Erfolgreiche Maßnahmen für mehr Artenvielfalt in urbanen Räumen
Die Reduzierung der Artenvielfalt stellt eine globale Herausforderung dar. Diesem Problem begegnen sieben Städte und Gemeinden, die in diesem Jahr am Label „StadtGrün naturnah“ teilgenommen haben. Sie setzen sich für die Förderung der Artenvielfalt auf ihren innerstädtischen Flächen ein.
Zu den umgesetzten Maßnahmen gehören unter anderem weniger Mähgänge im Straßenbegleitgrün und in Parkanlagen. Zudem werden absterbende Bäume als Lebensraum für Käfer, Fledermäuse und Vögel erhalten. Bürgerinnen und Bürger werden aktiv in Grünprojekte eingebunden oder durch Patenschaften und Umweltbildungsangebote für Naturthemen sensibilisiert.
Maßnahmen und Effekte naturnaher Grünflächenpflege
Die genannten Maßnahmen wurden in Bad Säckingen, Emden, Geestland, Haldensleben, Laupheim, Pforzheim und Plönum umgesetzt. Eine naturnahe Pflege von Grünflächen, beispielsweise durch selteneres Mähen von Rasenflächen, fördert schnittempfindliche Wiesenkräuter. Dies kommt Tieren und Pflanzen zugute: Wo Flockenblumen, Margeriten und Malven gedeihen, finden sich Wildbienen und Schmetterlinge ein.
Vielfältige Naturräume sind zudem widerstandsfähiger gegenüber den Auswirkungen des Klimawandels und bieten attraktive Erholungsflächen. Erfahrungen in der Natur sind wichtig für die gesunde Entwicklung von Kindern. Auch Erwachsene profitieren von ansprechenden Naturräumen zur Bewegung und Erholung, idealerweise in direkter Wohnortnähe.
Wissenschaftliche Studien belegen, dass die Gesundheit und Zufriedenheit von Menschen mit der Nähe zu Grünflächen korrelieren.
Das Label „StadtGrün naturnah“
Das Bündnis „Kommunen für biologische Vielfalt e.V.“, das in diesem Jahr sein 10-jähriges Bestehen feiert, würdigt mit dem Label „StadtGrün naturnah“ das Engagement von Städten und Gemeinden für ein ökologisches Grünflächenmanagement. Insgesamt haben bisher 56 Städte und Gemeinden an diesem Programm teilgenommen.

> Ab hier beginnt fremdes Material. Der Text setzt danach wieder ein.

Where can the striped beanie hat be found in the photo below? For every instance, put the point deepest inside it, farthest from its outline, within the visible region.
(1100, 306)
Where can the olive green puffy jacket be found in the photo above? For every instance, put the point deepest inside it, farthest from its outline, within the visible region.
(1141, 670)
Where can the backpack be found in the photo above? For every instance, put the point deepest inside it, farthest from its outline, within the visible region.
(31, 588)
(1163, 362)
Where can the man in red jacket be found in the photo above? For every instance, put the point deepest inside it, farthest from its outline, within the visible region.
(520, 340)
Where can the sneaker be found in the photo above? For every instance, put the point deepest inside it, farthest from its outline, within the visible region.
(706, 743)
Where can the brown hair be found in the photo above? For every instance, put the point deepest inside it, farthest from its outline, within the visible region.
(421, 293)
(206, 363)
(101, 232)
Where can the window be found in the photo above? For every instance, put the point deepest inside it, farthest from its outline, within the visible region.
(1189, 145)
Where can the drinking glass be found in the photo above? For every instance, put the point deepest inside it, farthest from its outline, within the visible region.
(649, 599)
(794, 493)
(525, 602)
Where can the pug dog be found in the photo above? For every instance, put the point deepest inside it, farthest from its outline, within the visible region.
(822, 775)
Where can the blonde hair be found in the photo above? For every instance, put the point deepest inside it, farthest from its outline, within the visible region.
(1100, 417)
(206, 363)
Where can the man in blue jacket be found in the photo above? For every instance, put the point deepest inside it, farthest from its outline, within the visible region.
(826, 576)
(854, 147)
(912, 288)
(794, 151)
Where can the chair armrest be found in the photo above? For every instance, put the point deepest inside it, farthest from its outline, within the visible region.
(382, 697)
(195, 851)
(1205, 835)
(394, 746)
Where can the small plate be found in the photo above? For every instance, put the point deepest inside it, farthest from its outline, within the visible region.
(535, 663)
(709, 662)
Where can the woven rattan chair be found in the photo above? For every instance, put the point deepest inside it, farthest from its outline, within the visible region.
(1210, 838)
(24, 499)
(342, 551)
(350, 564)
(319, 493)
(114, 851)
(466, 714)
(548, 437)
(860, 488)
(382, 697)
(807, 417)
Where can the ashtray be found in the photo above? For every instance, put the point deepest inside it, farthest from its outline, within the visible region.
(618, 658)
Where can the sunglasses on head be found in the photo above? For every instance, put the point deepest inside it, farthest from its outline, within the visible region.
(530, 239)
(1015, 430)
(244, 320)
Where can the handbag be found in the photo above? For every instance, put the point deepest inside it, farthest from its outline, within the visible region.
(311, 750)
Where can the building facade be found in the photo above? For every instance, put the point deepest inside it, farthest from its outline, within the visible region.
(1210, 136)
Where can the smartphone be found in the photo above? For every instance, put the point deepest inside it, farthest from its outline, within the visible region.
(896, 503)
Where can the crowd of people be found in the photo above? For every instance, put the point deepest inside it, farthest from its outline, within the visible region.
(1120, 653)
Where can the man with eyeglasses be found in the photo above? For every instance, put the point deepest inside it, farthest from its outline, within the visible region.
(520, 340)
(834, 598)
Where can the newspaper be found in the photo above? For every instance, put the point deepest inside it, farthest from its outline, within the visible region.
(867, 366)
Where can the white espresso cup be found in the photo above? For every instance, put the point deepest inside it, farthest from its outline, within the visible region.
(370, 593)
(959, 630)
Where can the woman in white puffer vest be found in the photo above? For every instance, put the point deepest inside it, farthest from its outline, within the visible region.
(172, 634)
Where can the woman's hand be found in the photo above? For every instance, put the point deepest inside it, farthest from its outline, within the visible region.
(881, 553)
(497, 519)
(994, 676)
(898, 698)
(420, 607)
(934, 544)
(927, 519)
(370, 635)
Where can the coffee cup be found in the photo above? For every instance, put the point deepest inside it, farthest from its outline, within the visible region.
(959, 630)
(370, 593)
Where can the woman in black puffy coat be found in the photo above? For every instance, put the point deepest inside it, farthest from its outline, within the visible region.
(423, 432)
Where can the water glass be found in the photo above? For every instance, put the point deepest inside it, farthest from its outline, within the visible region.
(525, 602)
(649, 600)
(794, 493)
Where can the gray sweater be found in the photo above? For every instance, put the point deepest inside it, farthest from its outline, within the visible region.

Die Städte Frankfurt am Main, Hannover, Kirchhain und Wernigerode, die das Label bereits 2018 erhielten, ließen sich nach drei Jahren rezertifizieren.
Die teilnehmenden Kommunen entwickeln beispielsweise artenreiche Wildblumenwiesen auf öffentlichen Grünflächen, verwenden heimisches Saat- und Pflanzgut oder verzichten auf Pestizide. Bei der Planung von Maßnahmen, der Bürgerbeteiligung und der Öffentlichkeitsarbeit für mehr Natur in der Stadt erhalten die Kommunen professionelle Unterstützung durch das Bündnis.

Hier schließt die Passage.